“Mateo?” I asked, voice low, even.
Mateo didn’t respond right away. He stared at Vinnie as if he were already dead. There was nothing in his eyes. Not rage. Not sorrow. Just… nothing. Like he’d emptied himself out to make space for the kill.
“He’s not walking out of here,” Mateo said, calm as a whisper. “He’s garbage.”
Vinnie sobbed, loud and wet and desperate. He twisted against the ropes, shaking, eyes wide and pleading.
“Please—please, no—I didn’t tell anyone I found him!”
“There was someone with you that night at the garage. Who?”
“No!” Vinnie snapped. “No one.”
“He’s fucking lying, we have video.”
“It was Mitchell, I mean, he would have taken the kid, and we’d have no money, but I let him see so we had a strong negotiating point! Yeah? I didn’t tell the Drift. None of them.”
Mateo pulled his gun and pressed it to Vinnie’s temple. “How the fuck do I know you’re not lying?”
“I’m not! I’m not!”
He snapped the safety, “You have three seconds to tell me the truth!”
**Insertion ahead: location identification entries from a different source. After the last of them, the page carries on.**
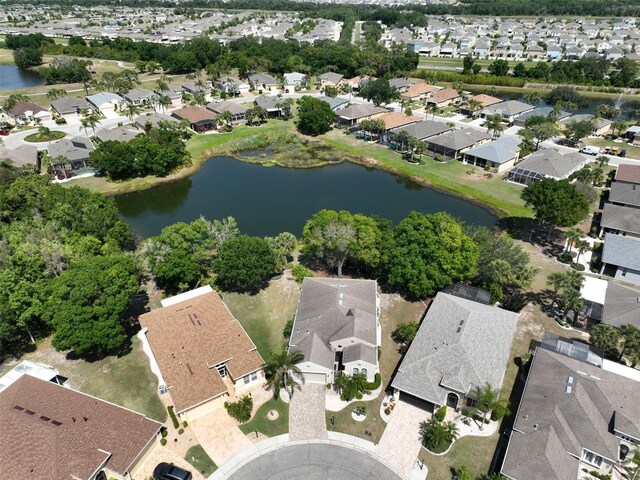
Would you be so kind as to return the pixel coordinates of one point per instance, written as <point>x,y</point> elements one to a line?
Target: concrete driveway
<point>307,420</point>
<point>219,435</point>
<point>400,443</point>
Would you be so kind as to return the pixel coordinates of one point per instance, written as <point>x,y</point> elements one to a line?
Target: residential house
<point>577,413</point>
<point>140,97</point>
<point>444,97</point>
<point>237,110</point>
<point>461,345</point>
<point>263,82</point>
<point>546,112</point>
<point>106,103</point>
<point>329,79</point>
<point>200,119</point>
<point>28,112</point>
<point>337,328</point>
<point>499,155</point>
<point>22,156</point>
<point>55,432</point>
<point>353,115</point>
<point>336,103</point>
<point>508,110</point>
<point>70,107</point>
<point>154,120</point>
<point>620,219</point>
<point>450,145</point>
<point>546,163</point>
<point>202,354</point>
<point>419,91</point>
<point>424,129</point>
<point>621,258</point>
<point>124,133</point>
<point>294,81</point>
<point>70,157</point>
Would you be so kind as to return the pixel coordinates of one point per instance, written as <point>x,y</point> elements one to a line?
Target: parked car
<point>168,471</point>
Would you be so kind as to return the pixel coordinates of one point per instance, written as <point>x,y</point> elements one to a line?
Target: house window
<point>592,458</point>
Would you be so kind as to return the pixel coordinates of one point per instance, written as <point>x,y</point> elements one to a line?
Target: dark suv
<point>168,471</point>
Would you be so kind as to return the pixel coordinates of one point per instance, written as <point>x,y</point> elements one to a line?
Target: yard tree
<point>429,252</point>
<point>87,301</point>
<point>243,263</point>
<point>379,91</point>
<point>556,202</point>
<point>499,68</point>
<point>607,338</point>
<point>315,116</point>
<point>503,265</point>
<point>576,131</point>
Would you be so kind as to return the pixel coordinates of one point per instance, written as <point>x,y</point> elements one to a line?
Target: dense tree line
<point>65,267</point>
Vinnie had the look of a man who knew he was dead either way. “I wanted the money for myself!” he shouted. “I didn’t tell no one ‘cept Mitchell! I’m the only one who knows! The money is all yours, Boss”
“Fuck you!” Mateo snapped, but then he stepped back, and passed me the gun. I took it on instinct. It was heavy and cold. “You have five minutes to make sure, gun is mine, unmarked, untraceable. Your decision on how he dies, but I promise if you can’t do this shit, then I will.”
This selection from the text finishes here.